Mas não acha que nas sociedades actuais há uma certa negação do futuro? Parece que as pessoas apenas estão a ver o tempo presente. Não se vêem políticos a falar para além do ciclo eleitoral, as pessoas apenas pensam no seu consumo diário...
Há um imediatismo associado a uma sociedade profundamente consumista e materialista. Apesar de o comunismo ser uma doutrina profundamente ultrapassada, as sociedades actuais, das mais conservadoras às supostamente de esquerda, são profundamente materialistas. Perderam o sentido do transcendente. Há uma crença de que as condições reais do momento é que valem. Tem-se perdido sentido religioso. Apenas se dá importância a uma realização no imediato. Isso é muito visível até nas crianças. Projectam cada vez mais os seus desejos em objectos materiais. Uma vez conseguido um é desejado outro, e assim sucessivamente. É um exemplo da crise em que vivemos. Claro que necessitamos de condições de vida, o que é o ideal das sociedades civilizadas, mas é grave não conseguirmos pensar para além do curto prazo.
Esta ideia de uma sociedade que caminha para o abismo, tão presente em autores da escola de Frankfurt que faziam uma certa mistura entre redenção e utopia como Walter Benjamin, não é contrariada por outros que consideram que o progresso vai sempre resolvendo os problemas que se vão pondo?

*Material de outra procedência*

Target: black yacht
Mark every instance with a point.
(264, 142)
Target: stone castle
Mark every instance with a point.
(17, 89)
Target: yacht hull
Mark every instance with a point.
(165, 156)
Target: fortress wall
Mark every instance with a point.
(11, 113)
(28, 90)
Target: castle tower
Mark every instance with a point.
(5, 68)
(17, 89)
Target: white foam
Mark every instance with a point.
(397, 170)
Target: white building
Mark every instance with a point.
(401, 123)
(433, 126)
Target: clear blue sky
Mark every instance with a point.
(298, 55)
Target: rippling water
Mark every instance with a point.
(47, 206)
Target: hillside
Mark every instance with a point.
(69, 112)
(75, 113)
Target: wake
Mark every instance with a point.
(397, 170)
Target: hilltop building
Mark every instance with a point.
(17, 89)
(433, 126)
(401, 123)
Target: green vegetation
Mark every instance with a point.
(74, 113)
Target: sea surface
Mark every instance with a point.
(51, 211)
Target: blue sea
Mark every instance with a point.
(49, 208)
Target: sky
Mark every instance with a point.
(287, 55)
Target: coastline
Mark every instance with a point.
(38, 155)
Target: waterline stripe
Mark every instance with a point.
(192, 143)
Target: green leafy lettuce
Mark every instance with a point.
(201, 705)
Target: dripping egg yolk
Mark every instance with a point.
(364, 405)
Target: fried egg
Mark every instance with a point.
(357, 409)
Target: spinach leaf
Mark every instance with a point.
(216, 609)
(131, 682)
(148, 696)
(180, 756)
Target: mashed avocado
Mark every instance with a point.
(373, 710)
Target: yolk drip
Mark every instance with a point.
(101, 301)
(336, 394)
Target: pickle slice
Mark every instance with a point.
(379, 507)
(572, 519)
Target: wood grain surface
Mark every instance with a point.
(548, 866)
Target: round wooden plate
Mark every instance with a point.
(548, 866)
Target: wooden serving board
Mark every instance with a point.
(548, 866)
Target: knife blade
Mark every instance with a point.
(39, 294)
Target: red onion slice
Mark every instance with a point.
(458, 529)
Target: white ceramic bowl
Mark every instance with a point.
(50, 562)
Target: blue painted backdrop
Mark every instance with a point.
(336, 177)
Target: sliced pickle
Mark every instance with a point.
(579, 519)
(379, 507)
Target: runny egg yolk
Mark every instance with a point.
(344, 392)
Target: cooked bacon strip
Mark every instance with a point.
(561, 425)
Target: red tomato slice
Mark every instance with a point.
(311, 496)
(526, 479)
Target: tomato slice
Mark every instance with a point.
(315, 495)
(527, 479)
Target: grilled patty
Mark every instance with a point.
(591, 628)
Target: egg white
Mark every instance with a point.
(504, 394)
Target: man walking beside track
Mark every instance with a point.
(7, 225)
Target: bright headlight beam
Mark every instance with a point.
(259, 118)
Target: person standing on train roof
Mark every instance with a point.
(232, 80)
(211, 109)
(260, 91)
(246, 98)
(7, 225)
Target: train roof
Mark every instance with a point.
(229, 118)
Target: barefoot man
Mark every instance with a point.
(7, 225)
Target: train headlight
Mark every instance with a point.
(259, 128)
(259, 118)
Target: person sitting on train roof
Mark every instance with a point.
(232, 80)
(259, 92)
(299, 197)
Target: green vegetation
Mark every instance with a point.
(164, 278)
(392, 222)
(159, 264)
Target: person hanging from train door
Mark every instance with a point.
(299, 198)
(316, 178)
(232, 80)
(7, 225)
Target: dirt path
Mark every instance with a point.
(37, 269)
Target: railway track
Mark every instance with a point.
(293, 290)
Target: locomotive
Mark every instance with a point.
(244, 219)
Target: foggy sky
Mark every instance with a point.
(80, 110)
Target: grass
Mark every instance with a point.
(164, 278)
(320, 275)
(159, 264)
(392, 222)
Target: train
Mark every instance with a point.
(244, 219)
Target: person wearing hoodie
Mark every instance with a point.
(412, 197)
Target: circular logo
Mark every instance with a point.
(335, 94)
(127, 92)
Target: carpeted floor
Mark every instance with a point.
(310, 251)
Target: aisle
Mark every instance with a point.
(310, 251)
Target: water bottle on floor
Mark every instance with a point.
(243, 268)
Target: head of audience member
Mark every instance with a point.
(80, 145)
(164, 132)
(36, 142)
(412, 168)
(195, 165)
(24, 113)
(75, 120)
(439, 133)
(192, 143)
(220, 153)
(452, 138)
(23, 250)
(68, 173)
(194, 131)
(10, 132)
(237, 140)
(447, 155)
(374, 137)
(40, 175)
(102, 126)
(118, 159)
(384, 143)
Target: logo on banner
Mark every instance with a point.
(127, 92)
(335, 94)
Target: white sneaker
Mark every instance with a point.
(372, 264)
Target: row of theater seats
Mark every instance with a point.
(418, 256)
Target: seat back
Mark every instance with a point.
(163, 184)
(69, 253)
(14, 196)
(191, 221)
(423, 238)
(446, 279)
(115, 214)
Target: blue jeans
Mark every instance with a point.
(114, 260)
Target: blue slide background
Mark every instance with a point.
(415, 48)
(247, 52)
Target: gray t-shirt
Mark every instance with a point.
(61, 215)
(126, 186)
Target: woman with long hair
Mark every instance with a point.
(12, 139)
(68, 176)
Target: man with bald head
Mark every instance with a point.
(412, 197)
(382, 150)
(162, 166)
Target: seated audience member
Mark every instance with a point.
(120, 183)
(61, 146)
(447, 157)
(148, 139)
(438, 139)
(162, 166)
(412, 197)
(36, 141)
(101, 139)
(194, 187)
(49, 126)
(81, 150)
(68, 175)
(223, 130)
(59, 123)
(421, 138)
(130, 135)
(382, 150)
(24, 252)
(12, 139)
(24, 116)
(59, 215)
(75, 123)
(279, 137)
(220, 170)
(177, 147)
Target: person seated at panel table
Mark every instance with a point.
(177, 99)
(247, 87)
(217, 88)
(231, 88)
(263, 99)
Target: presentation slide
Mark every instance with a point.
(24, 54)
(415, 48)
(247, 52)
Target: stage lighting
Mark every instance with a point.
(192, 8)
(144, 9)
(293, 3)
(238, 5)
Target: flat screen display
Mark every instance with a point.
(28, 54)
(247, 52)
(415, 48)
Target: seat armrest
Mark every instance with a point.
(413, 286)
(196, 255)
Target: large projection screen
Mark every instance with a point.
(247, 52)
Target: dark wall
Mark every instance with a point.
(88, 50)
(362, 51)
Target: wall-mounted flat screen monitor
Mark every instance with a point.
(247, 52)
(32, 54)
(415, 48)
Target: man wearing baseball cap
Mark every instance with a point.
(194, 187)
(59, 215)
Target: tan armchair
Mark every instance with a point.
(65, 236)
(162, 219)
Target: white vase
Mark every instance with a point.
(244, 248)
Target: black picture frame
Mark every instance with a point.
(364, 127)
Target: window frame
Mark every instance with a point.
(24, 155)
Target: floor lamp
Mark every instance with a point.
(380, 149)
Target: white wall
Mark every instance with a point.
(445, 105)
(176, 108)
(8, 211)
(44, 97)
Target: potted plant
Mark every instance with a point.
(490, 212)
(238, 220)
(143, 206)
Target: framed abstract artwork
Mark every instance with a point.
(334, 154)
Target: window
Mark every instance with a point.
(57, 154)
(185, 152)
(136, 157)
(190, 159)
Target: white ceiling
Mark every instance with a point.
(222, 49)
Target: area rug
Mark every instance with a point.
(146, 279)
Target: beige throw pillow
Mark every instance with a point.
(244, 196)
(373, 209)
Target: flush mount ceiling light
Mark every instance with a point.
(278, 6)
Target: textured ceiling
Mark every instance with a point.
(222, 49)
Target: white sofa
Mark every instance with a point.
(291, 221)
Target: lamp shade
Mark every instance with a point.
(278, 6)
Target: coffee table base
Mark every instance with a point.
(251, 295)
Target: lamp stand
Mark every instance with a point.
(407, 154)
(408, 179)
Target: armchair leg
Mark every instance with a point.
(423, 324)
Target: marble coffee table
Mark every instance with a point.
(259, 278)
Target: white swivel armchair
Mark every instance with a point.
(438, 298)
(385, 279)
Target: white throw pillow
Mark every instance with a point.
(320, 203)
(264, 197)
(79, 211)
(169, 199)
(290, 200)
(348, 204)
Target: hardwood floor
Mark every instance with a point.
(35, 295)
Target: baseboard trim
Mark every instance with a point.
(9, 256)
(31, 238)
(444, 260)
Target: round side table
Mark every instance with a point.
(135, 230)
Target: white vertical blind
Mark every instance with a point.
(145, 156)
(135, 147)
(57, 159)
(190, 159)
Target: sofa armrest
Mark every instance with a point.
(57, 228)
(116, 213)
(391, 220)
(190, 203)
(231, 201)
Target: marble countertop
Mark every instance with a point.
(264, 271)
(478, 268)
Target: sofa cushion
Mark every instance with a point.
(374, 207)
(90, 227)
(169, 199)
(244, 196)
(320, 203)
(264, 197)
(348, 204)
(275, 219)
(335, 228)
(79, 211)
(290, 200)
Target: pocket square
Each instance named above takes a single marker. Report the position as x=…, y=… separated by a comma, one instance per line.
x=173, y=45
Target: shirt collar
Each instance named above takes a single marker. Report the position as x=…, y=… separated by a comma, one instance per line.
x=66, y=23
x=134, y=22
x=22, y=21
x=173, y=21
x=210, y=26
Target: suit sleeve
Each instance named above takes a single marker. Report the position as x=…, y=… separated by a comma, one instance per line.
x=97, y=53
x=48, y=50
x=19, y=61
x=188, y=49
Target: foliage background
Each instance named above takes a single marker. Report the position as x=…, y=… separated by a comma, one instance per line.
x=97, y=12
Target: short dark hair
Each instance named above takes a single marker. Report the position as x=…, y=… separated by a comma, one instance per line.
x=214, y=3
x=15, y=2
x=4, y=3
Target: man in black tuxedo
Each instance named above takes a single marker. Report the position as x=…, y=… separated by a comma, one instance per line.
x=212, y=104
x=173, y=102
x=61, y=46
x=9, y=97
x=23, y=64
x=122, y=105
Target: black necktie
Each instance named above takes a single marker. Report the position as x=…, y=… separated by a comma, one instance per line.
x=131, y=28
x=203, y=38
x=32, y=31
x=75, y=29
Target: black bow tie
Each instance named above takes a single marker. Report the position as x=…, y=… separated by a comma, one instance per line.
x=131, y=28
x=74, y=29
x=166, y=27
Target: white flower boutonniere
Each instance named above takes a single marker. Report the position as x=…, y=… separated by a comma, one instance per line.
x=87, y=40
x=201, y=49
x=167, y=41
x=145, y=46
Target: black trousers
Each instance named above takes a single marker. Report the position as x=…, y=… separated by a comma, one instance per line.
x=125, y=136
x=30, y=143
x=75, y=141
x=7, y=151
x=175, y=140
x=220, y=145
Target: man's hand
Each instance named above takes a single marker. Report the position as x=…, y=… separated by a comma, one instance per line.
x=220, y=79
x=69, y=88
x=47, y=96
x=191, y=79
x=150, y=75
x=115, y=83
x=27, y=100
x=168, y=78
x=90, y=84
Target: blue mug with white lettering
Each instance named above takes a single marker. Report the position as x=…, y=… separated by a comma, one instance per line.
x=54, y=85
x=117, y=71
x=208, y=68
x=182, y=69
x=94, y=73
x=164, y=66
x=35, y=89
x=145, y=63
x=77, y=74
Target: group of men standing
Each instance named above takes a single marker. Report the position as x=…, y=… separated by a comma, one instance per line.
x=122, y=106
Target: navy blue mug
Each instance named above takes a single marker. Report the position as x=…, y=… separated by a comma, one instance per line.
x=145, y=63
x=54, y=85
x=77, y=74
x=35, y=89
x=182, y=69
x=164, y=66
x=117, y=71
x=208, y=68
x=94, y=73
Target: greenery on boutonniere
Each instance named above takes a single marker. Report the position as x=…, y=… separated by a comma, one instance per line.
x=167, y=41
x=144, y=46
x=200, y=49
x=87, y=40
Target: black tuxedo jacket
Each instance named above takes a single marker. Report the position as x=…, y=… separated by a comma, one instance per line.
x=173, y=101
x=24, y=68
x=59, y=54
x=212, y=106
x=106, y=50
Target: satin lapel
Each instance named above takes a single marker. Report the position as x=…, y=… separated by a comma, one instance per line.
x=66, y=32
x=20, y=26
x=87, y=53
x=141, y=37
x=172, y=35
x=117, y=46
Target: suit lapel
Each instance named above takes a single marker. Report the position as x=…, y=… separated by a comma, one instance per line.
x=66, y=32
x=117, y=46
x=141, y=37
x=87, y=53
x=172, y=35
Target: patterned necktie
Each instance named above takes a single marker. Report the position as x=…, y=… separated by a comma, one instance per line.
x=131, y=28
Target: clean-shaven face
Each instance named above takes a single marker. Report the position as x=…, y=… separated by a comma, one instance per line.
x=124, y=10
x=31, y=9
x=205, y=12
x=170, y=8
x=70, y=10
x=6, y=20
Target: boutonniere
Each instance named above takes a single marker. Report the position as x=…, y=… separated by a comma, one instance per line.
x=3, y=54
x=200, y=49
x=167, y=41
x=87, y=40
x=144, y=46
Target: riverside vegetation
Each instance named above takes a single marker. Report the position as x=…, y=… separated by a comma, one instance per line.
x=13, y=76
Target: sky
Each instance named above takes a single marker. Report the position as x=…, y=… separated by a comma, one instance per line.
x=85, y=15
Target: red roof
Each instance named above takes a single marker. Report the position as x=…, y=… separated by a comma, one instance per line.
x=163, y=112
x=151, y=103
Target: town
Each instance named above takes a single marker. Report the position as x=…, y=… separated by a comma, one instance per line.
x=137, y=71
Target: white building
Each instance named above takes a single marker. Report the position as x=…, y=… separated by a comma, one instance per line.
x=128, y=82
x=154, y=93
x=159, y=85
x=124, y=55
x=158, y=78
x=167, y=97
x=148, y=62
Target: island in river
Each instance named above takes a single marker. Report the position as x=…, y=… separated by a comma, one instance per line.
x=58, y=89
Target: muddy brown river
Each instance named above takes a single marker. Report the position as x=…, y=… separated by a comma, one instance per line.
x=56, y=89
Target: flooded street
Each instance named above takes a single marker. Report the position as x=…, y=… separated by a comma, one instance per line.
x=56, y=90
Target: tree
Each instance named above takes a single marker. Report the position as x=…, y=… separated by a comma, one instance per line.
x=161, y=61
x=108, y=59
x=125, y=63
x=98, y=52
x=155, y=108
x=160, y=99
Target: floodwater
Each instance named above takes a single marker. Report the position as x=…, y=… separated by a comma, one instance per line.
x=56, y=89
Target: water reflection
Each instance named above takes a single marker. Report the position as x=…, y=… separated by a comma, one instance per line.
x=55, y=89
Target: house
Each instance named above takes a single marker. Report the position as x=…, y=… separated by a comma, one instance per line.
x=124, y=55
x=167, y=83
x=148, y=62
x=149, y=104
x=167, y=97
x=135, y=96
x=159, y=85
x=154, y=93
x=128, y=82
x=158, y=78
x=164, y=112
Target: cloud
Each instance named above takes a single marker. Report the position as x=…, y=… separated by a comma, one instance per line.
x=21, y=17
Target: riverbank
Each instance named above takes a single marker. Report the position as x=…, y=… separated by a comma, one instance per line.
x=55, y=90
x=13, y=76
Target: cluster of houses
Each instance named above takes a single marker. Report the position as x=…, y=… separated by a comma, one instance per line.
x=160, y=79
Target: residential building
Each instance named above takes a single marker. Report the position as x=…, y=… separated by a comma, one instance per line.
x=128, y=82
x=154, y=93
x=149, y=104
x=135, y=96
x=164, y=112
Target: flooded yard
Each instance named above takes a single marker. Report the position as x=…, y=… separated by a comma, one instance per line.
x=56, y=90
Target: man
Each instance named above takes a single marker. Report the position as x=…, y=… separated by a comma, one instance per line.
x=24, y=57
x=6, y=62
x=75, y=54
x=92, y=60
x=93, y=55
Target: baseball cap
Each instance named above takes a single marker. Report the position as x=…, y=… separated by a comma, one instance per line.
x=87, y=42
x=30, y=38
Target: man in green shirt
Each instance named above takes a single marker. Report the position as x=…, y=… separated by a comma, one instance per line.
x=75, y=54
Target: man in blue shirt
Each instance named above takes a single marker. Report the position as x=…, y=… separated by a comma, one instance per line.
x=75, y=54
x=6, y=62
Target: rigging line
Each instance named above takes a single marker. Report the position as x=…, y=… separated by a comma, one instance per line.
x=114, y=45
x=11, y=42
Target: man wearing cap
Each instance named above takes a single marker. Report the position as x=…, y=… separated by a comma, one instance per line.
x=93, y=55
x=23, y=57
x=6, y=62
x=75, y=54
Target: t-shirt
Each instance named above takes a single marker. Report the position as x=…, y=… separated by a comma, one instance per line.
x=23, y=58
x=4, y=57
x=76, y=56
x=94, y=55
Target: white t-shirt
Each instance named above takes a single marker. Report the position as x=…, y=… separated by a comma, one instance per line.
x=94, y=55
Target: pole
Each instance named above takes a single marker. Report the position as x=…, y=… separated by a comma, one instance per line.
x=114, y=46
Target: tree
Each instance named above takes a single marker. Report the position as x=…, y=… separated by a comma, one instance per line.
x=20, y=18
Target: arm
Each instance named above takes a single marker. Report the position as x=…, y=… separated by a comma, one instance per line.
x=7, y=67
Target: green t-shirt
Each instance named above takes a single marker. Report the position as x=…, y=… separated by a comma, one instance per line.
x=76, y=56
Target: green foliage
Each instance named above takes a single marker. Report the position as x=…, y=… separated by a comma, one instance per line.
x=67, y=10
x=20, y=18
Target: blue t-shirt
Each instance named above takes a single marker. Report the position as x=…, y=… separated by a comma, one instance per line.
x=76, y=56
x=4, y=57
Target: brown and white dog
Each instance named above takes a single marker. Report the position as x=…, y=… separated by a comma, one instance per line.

Estas concepções estão presentes na argumentação dos cépticos acerca do aquecimento global.
Um importante geofísico norte-americano notava que o cenário da destruição total é algo que vive connosco: daqui a um ano, daqui a dez, daqui a mil, daqui a um milhão de anos haverá um acontecimento de destruição total do planeta. Muito bem, que podemos fazer para o impedir? Nada. Temos de tratar é das nossas pequenas questões do presente. Perante este cenário apocalíptico há duas hipóteses: para os pessoas como os cientistas naturais trata-se de resolver no presente as necessidades que temos, para mantermos a vida no tempo que tempos. Há outra resposta, que é resposta que tem vindo a perder cada vez mais leitores ou ouvintes, que é a resposta que vem das humanidades ou das ciências sociais. Dizer que tudo isto é verdade mas nós temos de lembrar que há um capital cultural, que aquilo que nos faz resistir a essa iminência do desastre é termos ligações identitárias e tradicionais que nos mantêm enquanto seres humanos dignos. A qualidade da nossa vida é importante, mas a característica dos seres humanos é definida por outras coisas. A nossa crise deve-se também a não conseguirmos reflectir para além dessa dimensão puramente técnica. Como se o utilitarismo técnico fosse uma espécie de macronarrativa única.
Nas ciência sociais a concepção da sociedade do risco tem muitas décadas. Apesar deste alerta dos cientistas sociais, verificamos que no Japão depois do tsunami e do desastre nuclear as autoridades vão voltar a erigir as centrais nucleares, apesar de o risco ser incalculável embora a probabilidade dos desastre seja pequena.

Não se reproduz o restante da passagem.